In 2019, Thomas took third place at the Rallye International du Valais in the Clio R3T Alps Trophy. He competed under the official flag of Renault Switzerland as a result of his Junior title in 2018. It was the only major rally for him in 2019 as he started studying and was missing budget.

In 2020, Thomas won the Rallye du Chablais Virtual race.

=== Swiss Junior Hillclimb Championships ===
In January 2018, Thomas qualified for the Swiss Junior Hillclimb Championships at the Swiss-Race-Academy qualifier.

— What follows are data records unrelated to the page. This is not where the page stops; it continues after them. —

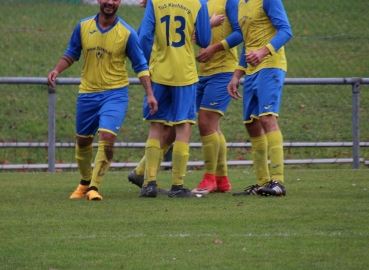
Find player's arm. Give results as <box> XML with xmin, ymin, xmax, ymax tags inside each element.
<box><xmin>138</xmin><ymin>0</ymin><xmax>155</xmax><ymax>63</ymax></box>
<box><xmin>126</xmin><ymin>28</ymin><xmax>158</xmax><ymax>115</ymax></box>
<box><xmin>195</xmin><ymin>0</ymin><xmax>211</xmax><ymax>48</ymax></box>
<box><xmin>196</xmin><ymin>0</ymin><xmax>243</xmax><ymax>63</ymax></box>
<box><xmin>263</xmin><ymin>0</ymin><xmax>292</xmax><ymax>54</ymax></box>
<box><xmin>246</xmin><ymin>0</ymin><xmax>292</xmax><ymax>66</ymax></box>
<box><xmin>139</xmin><ymin>75</ymin><xmax>158</xmax><ymax>115</ymax></box>
<box><xmin>47</xmin><ymin>23</ymin><xmax>82</xmax><ymax>87</ymax></box>
<box><xmin>227</xmin><ymin>46</ymin><xmax>247</xmax><ymax>100</ymax></box>
<box><xmin>47</xmin><ymin>54</ymin><xmax>75</xmax><ymax>87</ymax></box>
<box><xmin>227</xmin><ymin>68</ymin><xmax>245</xmax><ymax>100</ymax></box>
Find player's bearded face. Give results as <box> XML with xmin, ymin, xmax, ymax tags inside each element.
<box><xmin>100</xmin><ymin>0</ymin><xmax>120</xmax><ymax>16</ymax></box>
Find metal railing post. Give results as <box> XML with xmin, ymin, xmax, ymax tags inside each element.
<box><xmin>48</xmin><ymin>85</ymin><xmax>56</xmax><ymax>172</ymax></box>
<box><xmin>352</xmin><ymin>78</ymin><xmax>362</xmax><ymax>169</ymax></box>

In equal Toyota GT86, he was able to win all four races, set a new track record each time and win the title.

=== SimRacing ===
After an eighth-place finish at the 2019 Swiss Championships, Thomas went on to win the title in the following two years. He is also part of the Simracing team "NIANCO esports" founded by pro racing driver Nico Müller. He competed in the RCCO World eX Championships in 2021.

=== Rallycross ===
In 2018, Thomas won the 6 Horas de Rallycross "Paulo Sérgio" in Lousada, Portugal.

=== Formula Student ===
Since 2019, Thomas has been one of the AutoX and Endurance drivers in the AMZ Racing Team, which competes in international Formula Student events. The most notable success was the overall victory at Formula Student East in 2021 and the second place overall at Formula Student Austria in the same year.

=== Testing ===
In 2019, Thomas was able to test drive a Citroen DS3 WRC for the first time. Further tests with a Ford Fiesta R5 and a Porsche 991.2 GT3 Cup at the Lausitzring followed in 2021.